Recently, Dr. Narin added, both Taiwan and Singapore surged ahead of the United States in the overall number of citations. Singapore's patents include ones in chemicals, semi-conductors, electronics and industrial tools.

China represents the next wave, experts agree, its scientific rise still too fresh to show up in most statistics but already apparent. Dr. Simon of Rensselaer said that about 400 foreign companies had recently set up research centers in China, with General Electric, for instance, doing important work there on medical scanners, which means fewer skilled jobs in America.

Ross Armbrecht, president of the Industrial Research Institute, a non-profit group in Washington that represents large American companies, said businesses were going to China not just because of low costs but to take advantage of China's growing scientific excellence.

"It's frightening," Dr. Armbrecht said. "But you've got to go where the horses are." An eventual danger, he added, is the slow loss of intellectual property as local professionals start their own businesses with what they have learned from American companies.

For the United States, future trends look challenging, many analysts say.

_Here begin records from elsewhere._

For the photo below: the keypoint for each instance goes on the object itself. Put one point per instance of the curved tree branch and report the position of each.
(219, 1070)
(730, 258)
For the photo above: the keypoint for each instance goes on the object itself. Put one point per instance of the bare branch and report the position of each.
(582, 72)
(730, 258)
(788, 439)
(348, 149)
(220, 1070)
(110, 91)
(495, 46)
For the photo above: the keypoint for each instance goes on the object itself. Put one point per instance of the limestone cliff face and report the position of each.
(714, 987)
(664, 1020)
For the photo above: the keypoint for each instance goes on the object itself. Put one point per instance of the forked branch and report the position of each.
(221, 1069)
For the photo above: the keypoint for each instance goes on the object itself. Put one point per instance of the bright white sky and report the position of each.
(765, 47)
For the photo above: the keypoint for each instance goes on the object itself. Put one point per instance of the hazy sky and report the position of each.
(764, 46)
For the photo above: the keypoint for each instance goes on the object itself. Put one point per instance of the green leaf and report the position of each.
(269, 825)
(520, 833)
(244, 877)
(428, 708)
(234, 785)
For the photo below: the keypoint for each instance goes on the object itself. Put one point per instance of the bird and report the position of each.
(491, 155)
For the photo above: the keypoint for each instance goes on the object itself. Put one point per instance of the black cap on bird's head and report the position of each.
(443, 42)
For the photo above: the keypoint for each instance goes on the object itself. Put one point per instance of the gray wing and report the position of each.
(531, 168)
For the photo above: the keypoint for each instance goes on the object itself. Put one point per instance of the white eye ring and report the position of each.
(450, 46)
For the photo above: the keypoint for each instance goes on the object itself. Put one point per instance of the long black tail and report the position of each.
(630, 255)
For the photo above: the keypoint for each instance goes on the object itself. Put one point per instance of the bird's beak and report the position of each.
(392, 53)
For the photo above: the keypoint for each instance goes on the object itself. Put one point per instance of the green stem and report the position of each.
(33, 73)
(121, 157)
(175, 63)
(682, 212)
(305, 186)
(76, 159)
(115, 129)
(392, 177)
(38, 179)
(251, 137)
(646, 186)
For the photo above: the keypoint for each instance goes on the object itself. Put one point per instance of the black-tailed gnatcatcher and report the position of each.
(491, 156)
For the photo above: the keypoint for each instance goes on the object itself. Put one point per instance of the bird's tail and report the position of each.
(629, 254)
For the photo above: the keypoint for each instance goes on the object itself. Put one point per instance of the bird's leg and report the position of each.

In a report last month, the American Association for the Advancement of Science said the Bush administration, to live up to its pledge to halve the nation's budget deficit in the next five years, would cut research financing at 21 of 24 federal agencies-all those that do or finance science except those involved in space and national and domestic security.

More troubling to some experts is the likelihood of an accelerating loss of quality scientists. Applications from foreign graduate students to research universities are down by a quarter, experts say, partly because of the federal government's tightening of visas after the 2001 terrorist attacks.

Shirley Ann Jackson, president of the American Association for the Advancement of Science, told the recent forum audience that the drop in foreign students, the apparently declining interest of young Americans in science careers and the aging of the technical work force were, taken together, a perilous combination of developments.

"Who," she asked, "will do the science of this millennium?"

Several private groups, including the Council on Competitiveness, an organization in Washington that seeks policies to promote industrial vigor, have begun to agitate for wide debate and action.

"Many other countries have realized that science and technology are key to economic growth and prosperity," said Jennifer Bond, the council's vice president for international affairs. "They're catching up to us," she said, warning Americans not to "rest on our laurels."